VRで暴れる最終回 数字に支配されるとか生き物としてのプライド原始人以下なのわかってる?

「ん? なんだこれ」

 ミハエルがなんとなくメニューバーを呼び出す。

 そのうち、ステータスという項目を押してみる。

 Name:ミハエル

 sex:male

 HP:100%

 ……

 と全部の情報が出てくる前に

黒竜光波こくりゅうこうは!」

 ミハエルはステータスを消し去った。冷たく笑いつつ。

「アホか。人を数字で支配しようとしやがって。人を数字の奴隷にしたくてしかたないようだな」

 黒竜光波2撃目をセットする。

「フレッド、アリウスくん、波澄はすみ、破壊を手伝ってくれ。ゲーム内部に入り込んだわたしたちがゲームを壊すぞ! 壊しちまえ!」

「ほいほい!」

 フレッドが右手に滅炎剣めつえんけん、左手に滅氷剣めつひょうけんを持つ。

「オーラキャノン」

 アリウスが魔力の大砲を右手に用意する。

霊牙閃れいがせん――」

 東雲波澄しののめはすみが霊気の大砲をいつでも撃てるようにする。

「数字に支配されるとか生き物としてのプライド原始人以下なのわかってる? みんな、システムに干渉できる穴はわたしが開ける。霊波動ならそれができる! 撃て!」

 ミハエルが冷たい顔で復活するステータス画面を完膚なきまでに破壊する。

「わたしが狂ったように見えるかい? 数字にとわられ過ぎな奴の方が狂ってるさ」

 フレッド、アリウス、東雲波澄がそれぞれの技――氷と炎の暴れっぷり、魔力の大砲、霊気の長い牙をミハエルが明けたワームホールっぽい穴に叩きこむ。

「そういう奴って、面白いって何なのか自分で判断できなくなってるんじゃないの……?

 数字に支配されてるよ魂が。

 小説なら裏工作してても星多いのが全てサクラ駆使しても売れてると見せかけたのが全て、動画や通販ならサクラでもgood押されまくってるのが全てでてめえの自分の感性で判断してないように見える……。

 てめえの魂、数字に食われてるよ……数字は人の心を操る物であってはいけない!

 テストの点数しか見ない学校、患者の心じゃなく検査の数字しか見ない医者、業績しか見ない職場! これらは全部クズだ。

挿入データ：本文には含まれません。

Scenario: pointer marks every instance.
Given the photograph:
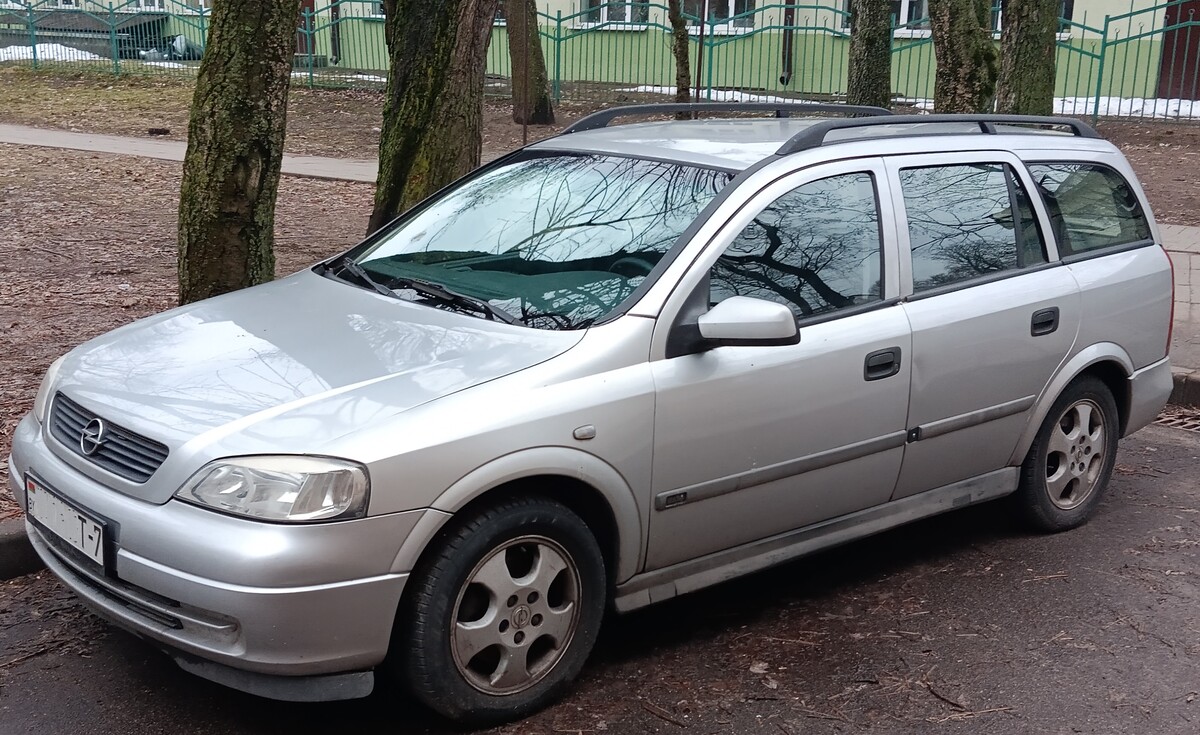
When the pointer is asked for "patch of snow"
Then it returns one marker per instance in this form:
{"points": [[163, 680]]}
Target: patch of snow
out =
{"points": [[47, 52], [717, 95], [1129, 107], [1079, 107]]}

 こういう奴らは綺麗ごとぬかすな結果が全てって言う。

 だが、『自分が数字というシステムの奴隷になって惑わされて落ちぶれてる』ってオチだ、ふはははは!

 お前ら全員数字野郎に操作されてるネ

 わたしが守護天使ミカエルとして地球守ってあげる前に全員数字野郎にやられてるね こいつら操作されてるよ」

 といいつつ他のキャラのステータスも黒竜光波でぶち壊すミハエル。

「ま、わたしは守護天使ミカエルじゃなくて、ただのおっぱい貴族ミハエルだけどな!

 何がクズって数字だけで人の心を見ていないからだ!!

 もっと心を大事にしてやれよ…………自分自身の感受性だろ? なんで自分をそんな簡単に他人に明け渡すの?」

 ミハエルは、言葉をつづけた。

 これまでの時代は、特にここ火明星ほあかりぼしじゃなく地(獄の)球では数字が、その人の価値を決めるという幻想がまかり通っていた。悲しい事に数字が多くの心を握りつぶしていたんだ」

 ミハエルは左手を上に上げ、黒竜光波を1つ空に向かって空撃ちする。特に意味はない。

「まず子どもの頃、でっかい墓石の建物――学校では多数決というのがありました。

 間違ってても挙手している人数が多いほうが採用されるというクソ方式です。

 これは悲劇です。正解でも人数少ないとゴミと扱われる、ソクラテスが衆愚政治の極みと切って捨てた手法だ。選挙でもな。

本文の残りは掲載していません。